Similar to all other hard drives in the computer, the PSU (Power Supply Unit) or SMPS (Switched Mode Power Supply) will also fail eventually, after a long run. A PSU will convert the alternate current from the outlet to direct current to the components of the computer. Things may get worse if your power supply fails to deliver proper energy to your computer. So you need to repair or replace the unit in time. Below are a few signs that indicate a PSU/SMPS failure.
Do not ignore if your computer suddenly restarts while running intensive or heavy resource applications or while playing high-end games. This may be connected to some other problems also, but check for it, and if you find everything else is perfect, you can presume that the culprit is the SMPS or PSU.
One of the major symptoms of PSU failure is the constant noise from the SMPS. This indicates that the fan bearings of your SMPS have been worn out and it can stop working anytime. After a while, the noisy fan will stop spinning at its original RPM or speed, resulting in the temperature rise in the components of SMPS. This will cause overheating that may damage your computer components severely.
Another symptom is the hanging or freezing of the computer system. This can be because of many other reasons like low processor speed, low memory, etc. Still, you need to find the root cause of the issue, as this may also be because of a faulty power supply.
Causes of PSU Failure
Most of these issues arise because of an older power supply. Note that the capacitor will fail to hold the charge to its maximum level with time, and as a result, the efficiency of the power supply will degrade. Similarly, the efficiency of other components in the computer will also decrease with time.

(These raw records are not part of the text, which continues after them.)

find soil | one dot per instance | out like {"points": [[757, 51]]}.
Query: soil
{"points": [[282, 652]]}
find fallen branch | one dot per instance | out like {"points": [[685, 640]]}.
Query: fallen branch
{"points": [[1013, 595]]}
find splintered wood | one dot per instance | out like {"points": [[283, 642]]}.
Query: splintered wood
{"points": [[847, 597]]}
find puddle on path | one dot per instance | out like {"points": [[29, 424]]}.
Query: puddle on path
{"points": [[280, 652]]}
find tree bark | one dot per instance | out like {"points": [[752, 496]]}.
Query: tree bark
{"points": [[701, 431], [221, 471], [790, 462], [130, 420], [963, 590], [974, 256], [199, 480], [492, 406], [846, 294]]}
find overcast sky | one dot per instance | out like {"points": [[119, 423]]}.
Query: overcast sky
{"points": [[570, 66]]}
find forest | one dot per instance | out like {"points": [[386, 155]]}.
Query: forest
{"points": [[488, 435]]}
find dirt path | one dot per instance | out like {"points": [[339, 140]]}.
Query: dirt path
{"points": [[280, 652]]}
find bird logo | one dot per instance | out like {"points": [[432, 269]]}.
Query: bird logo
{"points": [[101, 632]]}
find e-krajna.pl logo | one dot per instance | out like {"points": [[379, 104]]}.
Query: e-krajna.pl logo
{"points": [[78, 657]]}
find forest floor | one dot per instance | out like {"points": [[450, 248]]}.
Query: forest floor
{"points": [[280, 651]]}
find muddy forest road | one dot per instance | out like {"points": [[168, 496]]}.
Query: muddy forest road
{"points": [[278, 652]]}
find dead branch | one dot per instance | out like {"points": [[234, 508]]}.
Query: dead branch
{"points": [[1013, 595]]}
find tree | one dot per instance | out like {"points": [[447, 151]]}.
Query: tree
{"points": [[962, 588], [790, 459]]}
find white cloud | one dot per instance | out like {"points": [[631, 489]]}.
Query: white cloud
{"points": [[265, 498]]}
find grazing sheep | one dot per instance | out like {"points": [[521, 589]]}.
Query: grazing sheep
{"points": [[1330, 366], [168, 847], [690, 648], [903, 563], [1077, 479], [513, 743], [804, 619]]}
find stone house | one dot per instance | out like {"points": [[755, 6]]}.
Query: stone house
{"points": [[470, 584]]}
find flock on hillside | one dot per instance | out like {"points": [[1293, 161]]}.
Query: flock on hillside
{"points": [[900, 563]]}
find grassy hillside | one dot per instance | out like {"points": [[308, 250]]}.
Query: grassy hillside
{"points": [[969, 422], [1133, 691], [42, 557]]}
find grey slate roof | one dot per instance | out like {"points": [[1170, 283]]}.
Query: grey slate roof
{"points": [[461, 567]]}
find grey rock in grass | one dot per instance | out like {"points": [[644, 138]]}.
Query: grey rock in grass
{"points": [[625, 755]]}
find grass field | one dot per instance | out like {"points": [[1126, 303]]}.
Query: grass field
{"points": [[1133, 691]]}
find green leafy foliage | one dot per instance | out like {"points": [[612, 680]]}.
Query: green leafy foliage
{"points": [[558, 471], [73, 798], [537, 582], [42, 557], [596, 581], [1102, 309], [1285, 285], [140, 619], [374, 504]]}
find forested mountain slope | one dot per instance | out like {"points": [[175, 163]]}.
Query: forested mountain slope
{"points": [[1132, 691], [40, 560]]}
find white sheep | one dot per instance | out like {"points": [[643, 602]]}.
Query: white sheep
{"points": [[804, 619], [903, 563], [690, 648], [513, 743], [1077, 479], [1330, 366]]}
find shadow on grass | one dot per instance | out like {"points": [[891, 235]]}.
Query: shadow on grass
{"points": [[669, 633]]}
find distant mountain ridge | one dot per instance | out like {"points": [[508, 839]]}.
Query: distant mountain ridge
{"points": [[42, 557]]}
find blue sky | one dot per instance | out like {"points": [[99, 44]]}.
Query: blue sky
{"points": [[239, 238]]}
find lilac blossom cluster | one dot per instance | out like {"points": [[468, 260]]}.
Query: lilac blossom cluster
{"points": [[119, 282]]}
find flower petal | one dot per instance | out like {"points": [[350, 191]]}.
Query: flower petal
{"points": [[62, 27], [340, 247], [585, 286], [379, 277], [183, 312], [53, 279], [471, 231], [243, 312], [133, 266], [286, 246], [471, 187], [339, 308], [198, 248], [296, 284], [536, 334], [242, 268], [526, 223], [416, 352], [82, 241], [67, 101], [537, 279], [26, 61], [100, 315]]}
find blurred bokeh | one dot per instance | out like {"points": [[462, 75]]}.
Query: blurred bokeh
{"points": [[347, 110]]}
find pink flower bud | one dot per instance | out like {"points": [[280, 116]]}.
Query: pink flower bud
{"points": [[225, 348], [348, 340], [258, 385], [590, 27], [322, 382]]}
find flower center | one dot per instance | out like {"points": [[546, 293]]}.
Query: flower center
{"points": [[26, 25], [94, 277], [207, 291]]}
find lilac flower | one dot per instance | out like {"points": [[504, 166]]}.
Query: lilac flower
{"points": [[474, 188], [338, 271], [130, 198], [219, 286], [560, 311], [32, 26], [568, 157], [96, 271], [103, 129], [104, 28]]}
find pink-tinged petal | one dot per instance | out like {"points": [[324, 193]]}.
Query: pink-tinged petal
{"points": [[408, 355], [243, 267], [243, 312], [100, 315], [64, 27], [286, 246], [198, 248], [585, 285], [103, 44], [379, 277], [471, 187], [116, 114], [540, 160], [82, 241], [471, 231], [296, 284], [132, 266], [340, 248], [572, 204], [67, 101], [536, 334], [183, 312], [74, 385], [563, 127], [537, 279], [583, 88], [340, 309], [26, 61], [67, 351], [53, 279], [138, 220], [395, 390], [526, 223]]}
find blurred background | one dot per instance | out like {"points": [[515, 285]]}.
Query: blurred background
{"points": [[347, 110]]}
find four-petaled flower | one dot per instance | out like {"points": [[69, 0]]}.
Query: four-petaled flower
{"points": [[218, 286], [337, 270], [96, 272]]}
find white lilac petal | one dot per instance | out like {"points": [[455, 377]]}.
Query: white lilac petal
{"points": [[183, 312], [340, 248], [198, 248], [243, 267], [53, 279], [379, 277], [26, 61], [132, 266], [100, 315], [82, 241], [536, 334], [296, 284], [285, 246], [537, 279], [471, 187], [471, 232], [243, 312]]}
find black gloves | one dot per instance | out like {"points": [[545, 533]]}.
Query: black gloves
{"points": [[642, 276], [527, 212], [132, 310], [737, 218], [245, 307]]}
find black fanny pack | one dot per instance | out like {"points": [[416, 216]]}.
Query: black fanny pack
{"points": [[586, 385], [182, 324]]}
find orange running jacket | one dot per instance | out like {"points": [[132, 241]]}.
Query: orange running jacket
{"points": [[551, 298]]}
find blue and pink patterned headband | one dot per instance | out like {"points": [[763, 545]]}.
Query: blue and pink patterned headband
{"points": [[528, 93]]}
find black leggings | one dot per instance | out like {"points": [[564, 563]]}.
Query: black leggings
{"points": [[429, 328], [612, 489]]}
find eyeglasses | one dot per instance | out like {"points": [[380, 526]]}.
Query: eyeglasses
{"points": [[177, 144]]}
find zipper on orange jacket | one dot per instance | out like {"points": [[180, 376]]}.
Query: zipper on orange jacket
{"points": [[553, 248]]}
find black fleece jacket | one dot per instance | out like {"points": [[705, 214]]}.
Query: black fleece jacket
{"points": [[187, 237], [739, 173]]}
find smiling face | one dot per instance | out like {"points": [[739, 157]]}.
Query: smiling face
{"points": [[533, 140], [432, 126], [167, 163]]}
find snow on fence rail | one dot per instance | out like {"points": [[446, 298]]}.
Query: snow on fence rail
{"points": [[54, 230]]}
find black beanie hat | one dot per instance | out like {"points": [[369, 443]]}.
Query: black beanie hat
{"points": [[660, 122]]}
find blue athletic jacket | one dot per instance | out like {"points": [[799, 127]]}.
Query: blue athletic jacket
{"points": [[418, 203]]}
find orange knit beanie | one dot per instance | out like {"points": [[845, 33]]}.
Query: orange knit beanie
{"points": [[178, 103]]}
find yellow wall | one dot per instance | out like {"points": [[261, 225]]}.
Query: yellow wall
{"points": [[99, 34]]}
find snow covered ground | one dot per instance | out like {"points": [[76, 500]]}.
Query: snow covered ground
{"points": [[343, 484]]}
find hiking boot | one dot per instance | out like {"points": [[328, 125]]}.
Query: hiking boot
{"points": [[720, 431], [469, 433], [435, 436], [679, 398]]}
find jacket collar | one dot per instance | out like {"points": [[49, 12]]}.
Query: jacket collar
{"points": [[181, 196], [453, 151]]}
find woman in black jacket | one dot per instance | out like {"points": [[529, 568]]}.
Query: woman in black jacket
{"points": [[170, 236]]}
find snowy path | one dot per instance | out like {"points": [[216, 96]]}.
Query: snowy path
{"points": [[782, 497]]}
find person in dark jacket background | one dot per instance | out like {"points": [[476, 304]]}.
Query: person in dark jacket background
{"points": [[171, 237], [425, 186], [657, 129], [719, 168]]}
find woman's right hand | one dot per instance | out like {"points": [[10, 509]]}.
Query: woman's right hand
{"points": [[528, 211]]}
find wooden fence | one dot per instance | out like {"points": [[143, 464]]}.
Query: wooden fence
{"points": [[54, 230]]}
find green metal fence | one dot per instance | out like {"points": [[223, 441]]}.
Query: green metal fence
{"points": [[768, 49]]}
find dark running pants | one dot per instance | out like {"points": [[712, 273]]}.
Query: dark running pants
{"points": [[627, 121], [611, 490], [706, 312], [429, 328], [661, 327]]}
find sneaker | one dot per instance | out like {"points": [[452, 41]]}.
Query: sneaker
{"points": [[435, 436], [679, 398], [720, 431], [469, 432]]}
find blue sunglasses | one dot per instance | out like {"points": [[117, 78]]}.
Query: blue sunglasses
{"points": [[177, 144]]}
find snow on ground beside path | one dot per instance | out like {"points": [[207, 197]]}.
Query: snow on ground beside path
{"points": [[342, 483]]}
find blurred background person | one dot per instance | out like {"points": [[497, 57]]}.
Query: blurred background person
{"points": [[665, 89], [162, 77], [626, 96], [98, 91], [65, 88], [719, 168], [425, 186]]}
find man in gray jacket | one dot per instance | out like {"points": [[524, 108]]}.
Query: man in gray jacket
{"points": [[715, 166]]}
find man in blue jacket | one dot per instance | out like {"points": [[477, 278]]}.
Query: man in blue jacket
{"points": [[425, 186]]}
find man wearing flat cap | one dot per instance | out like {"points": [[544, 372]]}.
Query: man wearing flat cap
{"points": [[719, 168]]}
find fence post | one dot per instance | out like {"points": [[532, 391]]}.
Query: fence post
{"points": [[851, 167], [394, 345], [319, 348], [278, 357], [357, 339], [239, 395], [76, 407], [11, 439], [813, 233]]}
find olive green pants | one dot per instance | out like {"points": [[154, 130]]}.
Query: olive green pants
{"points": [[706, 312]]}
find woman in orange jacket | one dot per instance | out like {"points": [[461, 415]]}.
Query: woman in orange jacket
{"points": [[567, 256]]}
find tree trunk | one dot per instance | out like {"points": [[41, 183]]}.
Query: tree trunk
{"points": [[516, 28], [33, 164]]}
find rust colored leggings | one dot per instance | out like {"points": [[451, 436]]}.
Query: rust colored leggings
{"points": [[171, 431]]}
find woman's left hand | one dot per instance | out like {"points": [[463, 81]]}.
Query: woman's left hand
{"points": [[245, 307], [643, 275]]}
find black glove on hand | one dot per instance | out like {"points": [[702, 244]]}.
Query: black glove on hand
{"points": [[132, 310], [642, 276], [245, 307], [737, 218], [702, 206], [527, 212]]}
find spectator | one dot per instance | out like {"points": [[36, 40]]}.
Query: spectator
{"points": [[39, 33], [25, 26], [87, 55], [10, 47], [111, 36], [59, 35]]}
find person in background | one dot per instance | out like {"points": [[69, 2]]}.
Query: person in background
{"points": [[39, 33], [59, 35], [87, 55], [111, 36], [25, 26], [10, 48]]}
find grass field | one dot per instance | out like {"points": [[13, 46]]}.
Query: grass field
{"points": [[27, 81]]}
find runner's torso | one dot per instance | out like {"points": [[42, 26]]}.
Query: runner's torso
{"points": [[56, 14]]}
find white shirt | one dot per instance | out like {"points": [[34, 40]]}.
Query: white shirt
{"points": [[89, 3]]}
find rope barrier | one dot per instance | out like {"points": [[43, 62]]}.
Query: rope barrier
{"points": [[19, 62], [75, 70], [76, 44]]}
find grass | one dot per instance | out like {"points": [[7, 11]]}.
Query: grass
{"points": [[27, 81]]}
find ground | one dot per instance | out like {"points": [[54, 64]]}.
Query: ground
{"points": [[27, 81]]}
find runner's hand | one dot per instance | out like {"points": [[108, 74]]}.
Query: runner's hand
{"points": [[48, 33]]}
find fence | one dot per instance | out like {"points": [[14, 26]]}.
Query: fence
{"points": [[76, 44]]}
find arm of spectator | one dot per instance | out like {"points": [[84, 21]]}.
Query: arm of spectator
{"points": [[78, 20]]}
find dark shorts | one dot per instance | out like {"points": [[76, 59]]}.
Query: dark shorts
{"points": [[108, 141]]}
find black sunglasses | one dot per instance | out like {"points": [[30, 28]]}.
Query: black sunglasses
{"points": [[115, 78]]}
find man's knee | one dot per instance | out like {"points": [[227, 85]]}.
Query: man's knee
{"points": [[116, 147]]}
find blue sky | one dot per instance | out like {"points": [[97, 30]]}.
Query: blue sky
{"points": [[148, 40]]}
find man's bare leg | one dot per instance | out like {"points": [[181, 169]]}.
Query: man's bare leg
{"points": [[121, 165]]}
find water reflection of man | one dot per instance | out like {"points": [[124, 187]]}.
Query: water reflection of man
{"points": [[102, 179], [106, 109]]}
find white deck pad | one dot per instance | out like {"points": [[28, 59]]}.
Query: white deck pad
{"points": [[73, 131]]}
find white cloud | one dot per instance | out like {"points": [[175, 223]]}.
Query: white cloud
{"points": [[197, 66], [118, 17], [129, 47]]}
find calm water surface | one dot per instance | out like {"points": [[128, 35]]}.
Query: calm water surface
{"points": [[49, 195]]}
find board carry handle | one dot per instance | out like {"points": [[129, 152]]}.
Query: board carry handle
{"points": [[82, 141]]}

Usually, the reasons for a faulty power supply include:
- Continuous voltage fluctuations;
- Improper power supply from mains power;
- Dirt, dust particles, or other foreign substances;
- Overheating; and
- Ventilation failures.
Tips to Maintain the SMPS in Good Condition
- Clean the fan vents using a soft brush or a low-pressure vacuum cleaner, once in a month.
- Do not overload your computer with components that consume high power; for instance, using a high-end graphics card with an SMPS of 400 watts. Upgrade you SMPS accordingly.
- Use a UPS to guard your PC against continuous voltage fluctuations, and allow proper airflow by placing your computer in a spacious room or cabinet.